En Vacances... suite...
Le lendemain matin, après une grasse matinée bien méritée, nous hésitions à aller nous baigner à la plage ou à nous promener. Les méduses ont finalement décidé pour nous et nous informe que la piscine de l’hôtel serait plus appropriée pour la première activité.
Nous faisons quelques pas et photos avant d’aller nous plonger dans l’eau chlorée, et de commencer à donner quelques couleurs à nos peaux encore trop blanches. Mais au loin, l’Italie nous appelle… Polo rugit de bonheur et nous chante « On the road again… »
Plusieurs heures, ponts et tunnels plus tard, nous arrivons aux abords de Gênes, dans un hôtel charmant. La faim nous tenaillant, nous nous apprêtons pour sortir. La soirée et fraîche mais agréable, la veste ne sera pas nécessaire, seul paréo sera de sortie et parapluie caché dans le sac, on ne sait jamais…

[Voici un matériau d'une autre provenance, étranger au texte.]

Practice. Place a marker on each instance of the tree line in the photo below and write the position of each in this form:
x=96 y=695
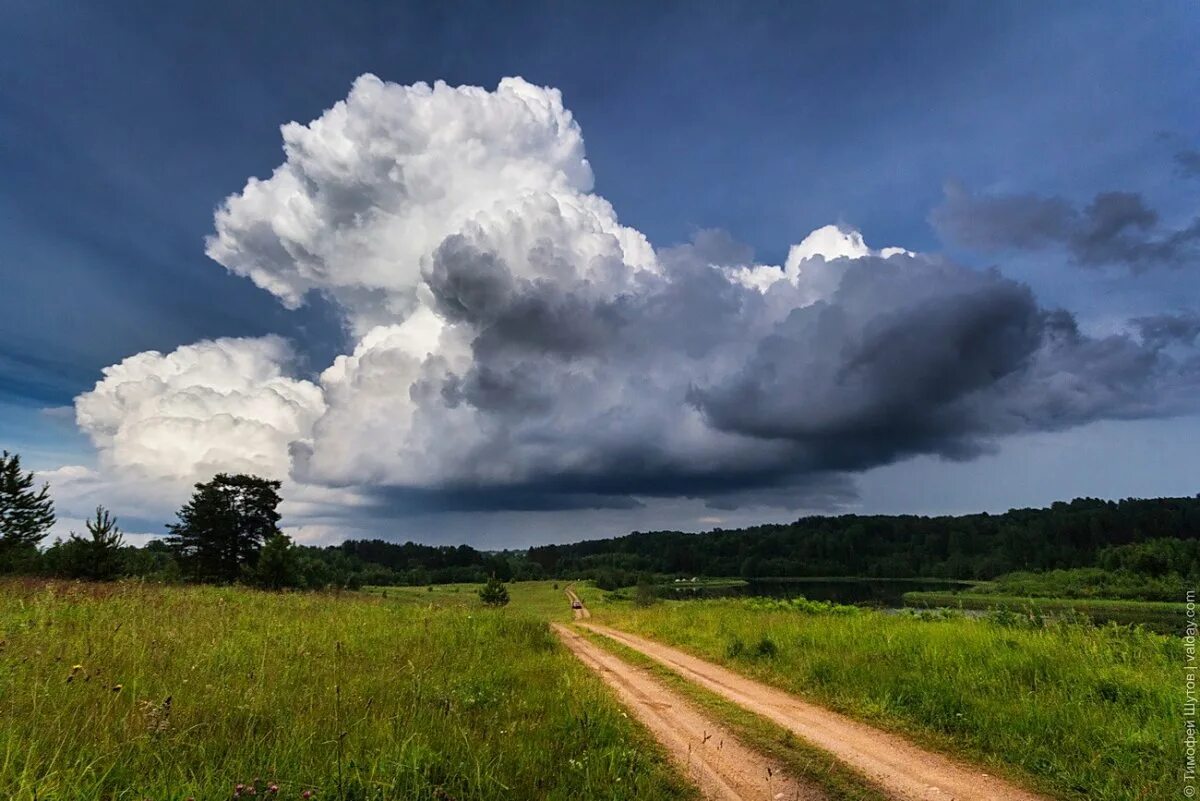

Nous dénichons alors, dans une minuscule ruelle, un petit restaurant romantique, parfait pour un dîner en amoureux. Et encore plus merveilleux lorsque nos papilles dégustent des plats meilleurs les uns que les autres. Ce fût un vrai dîner de roi.
Malheureusement, au moment de partir, la pluie se met à tomber et se transforme vite en averse, la température chute brusquement, finalement peut-être que la veste n’aurait pas été de trop.
La pluie redoublant, on décide d’aller d’abris en abris jusqu’à l’hôtel. Mais l’averse redouble, se transforme en orage et la pluie en grêle.
Finalement, nous rentrerons trempés jusqu’aux os, Feu Parapluie n’ayant pas survécue aux rafales de vents.
J’ai omis de vous dire que nous partagions l’hôtel avec des petits vieux (pardon, des personnes ayant un âge avancé) qui ont décidé de résider ici pendant leurs vacances.
Rappel : - le petit vieux est sourd, donc il écoute la télé si fort que le son traverse les murs
- le petit vieux se réveille à l’aube et, s’ennuyant, regarde la télé…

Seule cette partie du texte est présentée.